Amerika Tarihi


Amerika Bağımsızlık Savaşı
Bu savaş aslında bir bağımsızlık savaşı olarak ortaya çıkmamıştır. Tam tersine 13 İngiliz Kolonisi'nin İngiltere'ye karşı ayaklanmasında vergi meselesi temel sebep olmuştur. Zira 1756-1763 Yedi Yıl Savaşları sonucunda İngiltere, Fransa'dan Hindistan sömürgesini kapmış olsa da bu savaş esnasında oldukça çok para harcamış ve bu açığı gidermek için Amerika'daki kolonilerine ağır vergiler dayatmıştır.

1765'te vergi meselesinden çıkan sürtüşme, 1775'lerde iyice dallanıp budaklandı. 1776'ya gelindiğinde Thomas Jefferson'ın kaleminden çıkan Bağımsızlık Beyannamesi'nin ilanı ile 13 Koloni ve İngiltere arasında çıkan çatışma "Bağımsızlık Savaşı" haline gelmiştir.
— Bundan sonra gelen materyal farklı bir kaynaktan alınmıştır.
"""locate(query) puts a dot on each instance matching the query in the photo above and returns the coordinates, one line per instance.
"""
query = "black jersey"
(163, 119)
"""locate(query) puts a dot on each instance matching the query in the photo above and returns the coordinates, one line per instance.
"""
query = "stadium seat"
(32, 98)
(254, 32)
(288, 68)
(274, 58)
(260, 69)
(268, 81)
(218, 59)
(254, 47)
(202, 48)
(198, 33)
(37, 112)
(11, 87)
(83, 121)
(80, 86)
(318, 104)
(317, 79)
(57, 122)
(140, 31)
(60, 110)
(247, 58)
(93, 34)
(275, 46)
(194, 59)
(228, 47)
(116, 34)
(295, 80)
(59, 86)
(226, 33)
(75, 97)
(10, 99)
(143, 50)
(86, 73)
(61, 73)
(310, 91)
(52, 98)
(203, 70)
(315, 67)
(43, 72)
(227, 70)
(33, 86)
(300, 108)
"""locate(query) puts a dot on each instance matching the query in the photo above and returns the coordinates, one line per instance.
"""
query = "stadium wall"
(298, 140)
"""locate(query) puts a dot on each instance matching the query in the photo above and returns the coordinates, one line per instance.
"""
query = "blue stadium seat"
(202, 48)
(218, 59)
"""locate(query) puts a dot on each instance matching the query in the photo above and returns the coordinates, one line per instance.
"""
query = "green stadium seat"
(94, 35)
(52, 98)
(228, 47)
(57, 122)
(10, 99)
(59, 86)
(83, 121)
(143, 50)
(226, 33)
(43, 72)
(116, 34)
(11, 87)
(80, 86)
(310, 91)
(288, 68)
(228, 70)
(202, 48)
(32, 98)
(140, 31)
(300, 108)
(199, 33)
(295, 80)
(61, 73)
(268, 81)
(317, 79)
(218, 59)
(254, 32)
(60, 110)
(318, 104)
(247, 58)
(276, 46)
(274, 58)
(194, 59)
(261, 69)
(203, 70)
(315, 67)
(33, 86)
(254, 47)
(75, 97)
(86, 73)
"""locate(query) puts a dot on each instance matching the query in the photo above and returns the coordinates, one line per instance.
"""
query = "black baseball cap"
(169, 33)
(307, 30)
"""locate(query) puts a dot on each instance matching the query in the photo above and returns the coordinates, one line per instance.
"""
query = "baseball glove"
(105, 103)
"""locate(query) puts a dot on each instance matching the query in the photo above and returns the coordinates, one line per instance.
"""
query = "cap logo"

İnsanların doğuştan, yaşama hakkı, hürriyet hakkı ve saadetini temin etme gibi başkasına devredilemez hakları vardır. Devletler, bu hakları sağlamak için kurulmuştur ve yönetenler her türlü iktidarı yönetilenlerin rızasından alırlar. Eğer herhangi bir hükümet şekli, bu gayelere aykırı hareket ederse, bu hükümeti değiştirip, yerine bir yenisini getirmek milletin hakkıdır. Bu içeriğe sahip Bağımsızlık Beyannamesi, demokrasi ve siyaset bilimi açısından, ilk defa olarak insanların doğuştan sahip oldukları hak ve hürriyetleri ve demokrasinin temel ilkelerini belirlemesi nedeniyle çok önemlidir.

Bu arada savaşın bağımsızlık mücadelesine dönüşmesi üzerine, Sevil Berberi ve Figaro'nun Düğünü operalarının yazarı Beaumarchais'in ileri sürdüğü fikirler çevresinde Fransa askeri, siyasi ve ekonomik açılardan Amerikalılara yardım etmeye başladı. Fransa, bu şekilde İngiltere'den 7 Yıl Savaşları'nın hıncını çıkarmaya çalışıyordu.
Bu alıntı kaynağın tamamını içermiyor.